Открытые окна мало способствовали снижению температуры в его маленьком кабинете. Хэнк снял пиджак и повесил его на спинку кресла. Следуя летней привычке, которая нарушалась лишь тогда, когда он ожидал ранних посетителей, ослабил галстук, расстегнул ворот рубашки. Затем сел за стол и придвинул к себе телефон, намереваясь позвонить в машинописное бюро с просьбой прислать машинистку. Однако рука его задержалась, и вместо этого, совершенно импульсивно, он набрал номер приемной.
— Да?
— Дэйв?
— Да, кто говорит?
— Хэнк. Не мог бы ты позвонить вниз, чтобы принесли кофе?
— Так рано? Что случилось? Трудная ночь?
— Нет. Просто сегодня слишком жарко. Хочу войти в работу постепенно, а не впрягаться с ходу.
— Завтра идешь в суд по делу Тулли? Надеюсь, тебя оно не тревожит?
— Ничуть.
— Я слышал, что его адвокаты готовят ходатайство о квалификации его преступления как непредумышленного убийства.
— Где ты это слышал?
— Ха-ха, я же все-таки детектив! Так это верно?
— Верно, — ответил Хэнк.
— То-то же. Я позвоню, чтобы принесли кофе. Сливки и кусочек сахара. Пожалуй, я тоже выпью чашку кофе, раз уж я этим занимаюсь.
— Дэйв, будь добр, пусть кофе принесут прямо ко мне в кабинет без твоего предварительного звонка.
— Понятно, — сказал Дэйв и повесил трубку.
Хэнк положил трубку на рычаг и глубоко вздохнул. Он знал, что ему надо позвонить в машинописное бюро, чтобы прислали машинистку, хотя в этом и не было никакой срочности: как только его записи будут отпечатаны, день превратится в унылое ожидание завтрашнего судебного процесса.
Как достоверно сообщила Дэйву его внутренняя учрежденческая шпионская сеть, защитники Тулли готовили ходатайство о непредумышленном убийстве, поэтому судебное разбирательство закончится, не успев начаться.

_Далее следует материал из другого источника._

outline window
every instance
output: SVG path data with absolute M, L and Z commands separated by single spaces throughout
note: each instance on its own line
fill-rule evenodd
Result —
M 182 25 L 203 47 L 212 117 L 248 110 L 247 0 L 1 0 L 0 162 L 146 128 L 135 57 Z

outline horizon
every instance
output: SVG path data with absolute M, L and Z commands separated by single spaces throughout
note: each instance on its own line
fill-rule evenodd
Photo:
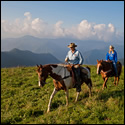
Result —
M 1 3 L 2 39 L 31 35 L 48 39 L 124 41 L 123 1 Z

Завтрашний день, если только кто-нибудь не подложит бомбу в здание уголовного суда, будет таким же скучным, как сегодняшний, и, вероятно, таким же жарким. А после суда над Тулли ему дадут новое дело, и он будет готовить его и представлять в суде, где выиграет или проиграет от имени народа штата Нью-Йорк, а затем будет новое дело, затем новое, затем новое...
«Черт возьми, что со мной сегодня происходит? — подумал он. — Я веду себя как человек, который устал закручивать гайки на сборочном конвейере. На самом деле я вполне доволен своей работой. Я компетентный юрист, и мне не требуются газетная реклама и громкое признание. У меня нет политического честолюбия, и я работаю в окружной прокуратуре не потому, что я преданная посредственность, а потому, что мне нравится, как я полагаю, сама идея представлять народ этого штата. В таком случае, что же происходит? — подумал он и повернулся в кресле лицом к окнам, за которыми виднелось голубое небо. — Ничего плохого нет, кроме этого неба, — решил он. — Всему виной раскаленное небо. Оно заставляет человека думать о яхтах и пляжах».

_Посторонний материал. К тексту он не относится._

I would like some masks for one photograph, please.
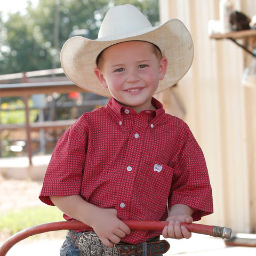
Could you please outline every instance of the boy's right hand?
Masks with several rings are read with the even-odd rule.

Улыбнувшись, он снова повернулся лицом к столу, снял телефонную трубку, позвонил в машинописное бюро. До прихода машинистки он начал перечитывать свои записи, делая небольшие поправки на первых страницах, и по мере чтения понял, что вносит крупные изменения. Он взглянул на часы. Уже десять, а машинистки все еще не было. Он снова позвонил в бюро и попросил вместо машинистки прислать стенографистку. Вдруг оказалось, что до завтрашнего судебного процесса надо сделать уйму дел, и он усомнился, сумеет ли их завершить к пяти часам.
Он освободился только в шесть часов.
К тому времени небо уже угрожающе потемнело.